Look Back in Anger
Strike one was Terrence Rattigan's "Man and Boy." Strike two was Athol Fugard's "The Road to Mecca." And here comes strike three.
The Roundabout Theatre Company's new production of John Osborne's once incendiary 1956 English drama "Look Back in Anger" marks the third painfully boring revival that it has produced in recent months.
With the sole exception of the excellent "Sons of the Prophet," this has been a particularly bad season for the Roundabout.
While "Look Back in Anger" has not aged well, its historical significance can't be overstated. In reaction to the comedies and escapist fare popular on the English stage at the time, Osborne and his contemporaries emphasized gritty realism, serious themes and working-class characters.
The play is set in the small attic apartment of Jimmy (Matthew Rhys), a violent and resentful man, and his sweet wife Alison (Sarah Goldberg), who comes from a wealthy family. After reading the paper with his pal Cliff (Adam Driver), Jimmy proceeds to verbally abuse Alison, who later confides to Cliff that she is pregnant.
After Alison's friend Helena (Charlotte Parry) convinces her to leave Jimmy. Helena - in an absurd twist - eagerly takes her place as Jimmy's lover.
Sam Gold's odd and plodding production unfolds on the bare edge of the stage next to a black wall. The little space that remains is covered in trash.
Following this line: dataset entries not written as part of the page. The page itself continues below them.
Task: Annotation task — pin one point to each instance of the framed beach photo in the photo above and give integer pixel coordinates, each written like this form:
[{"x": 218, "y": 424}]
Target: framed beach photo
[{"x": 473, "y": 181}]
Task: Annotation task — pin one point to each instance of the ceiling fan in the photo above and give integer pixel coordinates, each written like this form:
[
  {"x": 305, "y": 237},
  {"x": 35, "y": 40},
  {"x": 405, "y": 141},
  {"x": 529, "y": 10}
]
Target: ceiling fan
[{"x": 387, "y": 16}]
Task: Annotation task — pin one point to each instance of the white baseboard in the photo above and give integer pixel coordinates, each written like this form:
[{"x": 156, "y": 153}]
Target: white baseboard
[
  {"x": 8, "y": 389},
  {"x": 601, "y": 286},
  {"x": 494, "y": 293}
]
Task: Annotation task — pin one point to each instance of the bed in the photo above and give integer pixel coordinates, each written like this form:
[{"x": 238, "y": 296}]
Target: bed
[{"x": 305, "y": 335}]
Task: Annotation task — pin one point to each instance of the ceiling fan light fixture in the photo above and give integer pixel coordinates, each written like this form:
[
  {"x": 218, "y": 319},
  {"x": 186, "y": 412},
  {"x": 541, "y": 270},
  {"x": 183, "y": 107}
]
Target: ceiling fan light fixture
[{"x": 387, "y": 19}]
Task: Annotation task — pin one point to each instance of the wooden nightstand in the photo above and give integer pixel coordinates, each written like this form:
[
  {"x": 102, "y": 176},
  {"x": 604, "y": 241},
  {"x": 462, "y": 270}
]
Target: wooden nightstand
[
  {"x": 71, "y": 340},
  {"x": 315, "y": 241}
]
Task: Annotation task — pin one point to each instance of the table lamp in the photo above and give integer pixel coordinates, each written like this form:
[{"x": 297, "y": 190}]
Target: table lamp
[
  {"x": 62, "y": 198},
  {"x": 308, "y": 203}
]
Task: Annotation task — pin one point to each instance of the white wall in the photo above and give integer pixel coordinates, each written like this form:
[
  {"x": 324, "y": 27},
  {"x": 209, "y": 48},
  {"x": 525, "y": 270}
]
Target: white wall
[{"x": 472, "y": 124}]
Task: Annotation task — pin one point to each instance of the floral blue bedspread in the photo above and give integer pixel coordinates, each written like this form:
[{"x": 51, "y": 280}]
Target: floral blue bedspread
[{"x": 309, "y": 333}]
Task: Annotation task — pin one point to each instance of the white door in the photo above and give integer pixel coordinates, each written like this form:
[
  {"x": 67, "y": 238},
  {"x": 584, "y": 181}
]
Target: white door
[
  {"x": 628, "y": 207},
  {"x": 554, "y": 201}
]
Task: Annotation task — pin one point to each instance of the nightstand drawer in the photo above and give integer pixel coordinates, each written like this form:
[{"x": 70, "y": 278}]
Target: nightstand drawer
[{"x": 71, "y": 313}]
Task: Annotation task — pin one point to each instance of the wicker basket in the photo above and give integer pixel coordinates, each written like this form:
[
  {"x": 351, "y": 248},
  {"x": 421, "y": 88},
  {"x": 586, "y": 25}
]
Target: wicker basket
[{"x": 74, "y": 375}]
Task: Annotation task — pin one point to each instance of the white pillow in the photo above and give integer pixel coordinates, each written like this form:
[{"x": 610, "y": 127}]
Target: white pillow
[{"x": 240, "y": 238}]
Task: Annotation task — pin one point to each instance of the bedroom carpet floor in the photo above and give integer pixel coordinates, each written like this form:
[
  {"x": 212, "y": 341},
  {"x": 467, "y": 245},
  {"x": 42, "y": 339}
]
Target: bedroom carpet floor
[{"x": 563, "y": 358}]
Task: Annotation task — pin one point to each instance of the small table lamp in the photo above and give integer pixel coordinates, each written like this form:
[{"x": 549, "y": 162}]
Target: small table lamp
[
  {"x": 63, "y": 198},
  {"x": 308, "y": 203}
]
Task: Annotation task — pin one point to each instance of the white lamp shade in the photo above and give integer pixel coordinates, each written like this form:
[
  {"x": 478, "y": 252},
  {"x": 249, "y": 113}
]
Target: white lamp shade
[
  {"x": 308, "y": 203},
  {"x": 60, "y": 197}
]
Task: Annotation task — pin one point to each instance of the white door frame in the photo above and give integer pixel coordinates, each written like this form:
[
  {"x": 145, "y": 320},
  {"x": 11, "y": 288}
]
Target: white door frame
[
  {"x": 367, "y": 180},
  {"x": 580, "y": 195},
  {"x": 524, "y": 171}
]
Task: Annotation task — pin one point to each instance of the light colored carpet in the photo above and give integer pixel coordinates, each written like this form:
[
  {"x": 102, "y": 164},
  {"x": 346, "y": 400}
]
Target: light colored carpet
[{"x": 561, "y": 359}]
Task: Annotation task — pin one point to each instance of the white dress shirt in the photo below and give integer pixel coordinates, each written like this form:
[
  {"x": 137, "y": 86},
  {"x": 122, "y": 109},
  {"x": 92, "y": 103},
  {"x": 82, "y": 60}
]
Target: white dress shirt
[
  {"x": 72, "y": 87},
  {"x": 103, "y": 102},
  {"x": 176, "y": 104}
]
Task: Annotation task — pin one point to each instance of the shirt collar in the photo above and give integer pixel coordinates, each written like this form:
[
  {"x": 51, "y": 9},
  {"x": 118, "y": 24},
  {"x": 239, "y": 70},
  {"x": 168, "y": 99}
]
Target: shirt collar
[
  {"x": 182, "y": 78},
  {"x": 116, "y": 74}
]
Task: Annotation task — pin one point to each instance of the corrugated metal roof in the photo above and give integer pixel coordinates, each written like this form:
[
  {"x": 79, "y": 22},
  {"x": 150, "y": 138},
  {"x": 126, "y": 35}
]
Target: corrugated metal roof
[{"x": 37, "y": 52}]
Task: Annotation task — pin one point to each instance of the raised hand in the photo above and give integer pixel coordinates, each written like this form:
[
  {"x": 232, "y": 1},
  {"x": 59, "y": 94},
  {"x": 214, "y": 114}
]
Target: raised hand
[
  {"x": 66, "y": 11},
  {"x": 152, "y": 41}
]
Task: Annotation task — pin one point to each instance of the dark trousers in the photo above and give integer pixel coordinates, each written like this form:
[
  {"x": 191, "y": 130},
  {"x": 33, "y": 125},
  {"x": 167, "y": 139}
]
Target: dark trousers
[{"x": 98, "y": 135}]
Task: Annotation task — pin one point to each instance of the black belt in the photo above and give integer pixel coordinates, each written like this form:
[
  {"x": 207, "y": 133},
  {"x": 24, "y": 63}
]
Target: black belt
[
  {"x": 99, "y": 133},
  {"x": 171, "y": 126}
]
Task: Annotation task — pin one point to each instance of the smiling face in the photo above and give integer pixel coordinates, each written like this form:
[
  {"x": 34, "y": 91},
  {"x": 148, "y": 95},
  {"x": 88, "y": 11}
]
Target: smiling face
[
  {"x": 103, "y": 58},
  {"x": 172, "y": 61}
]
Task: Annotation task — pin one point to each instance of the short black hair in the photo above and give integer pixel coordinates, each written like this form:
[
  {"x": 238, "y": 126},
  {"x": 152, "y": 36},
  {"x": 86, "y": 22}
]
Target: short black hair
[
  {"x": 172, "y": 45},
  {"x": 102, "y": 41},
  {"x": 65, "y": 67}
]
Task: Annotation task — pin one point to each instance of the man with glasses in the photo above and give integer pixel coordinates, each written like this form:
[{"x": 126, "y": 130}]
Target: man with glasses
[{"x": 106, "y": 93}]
This leaves the cast nowhere to move. Whenever an actor is supposed to go offstage, he or she sits on a set of stairs at the far end, as if sentenced to a time-out for bad behavior.
Yet even if it were staged well, "Look Back in Anger" has simply lost its shock value. It comes off these days as just another domestic soap opera in a kitchen-sink setting, with whiny, annoying characters and virtually no plot.
If you go: "Look Back in Anger" plays at the Laura Pels Theatre through April 8. 111 W. 46th St., 212-719-1300, roundabouttheater.org.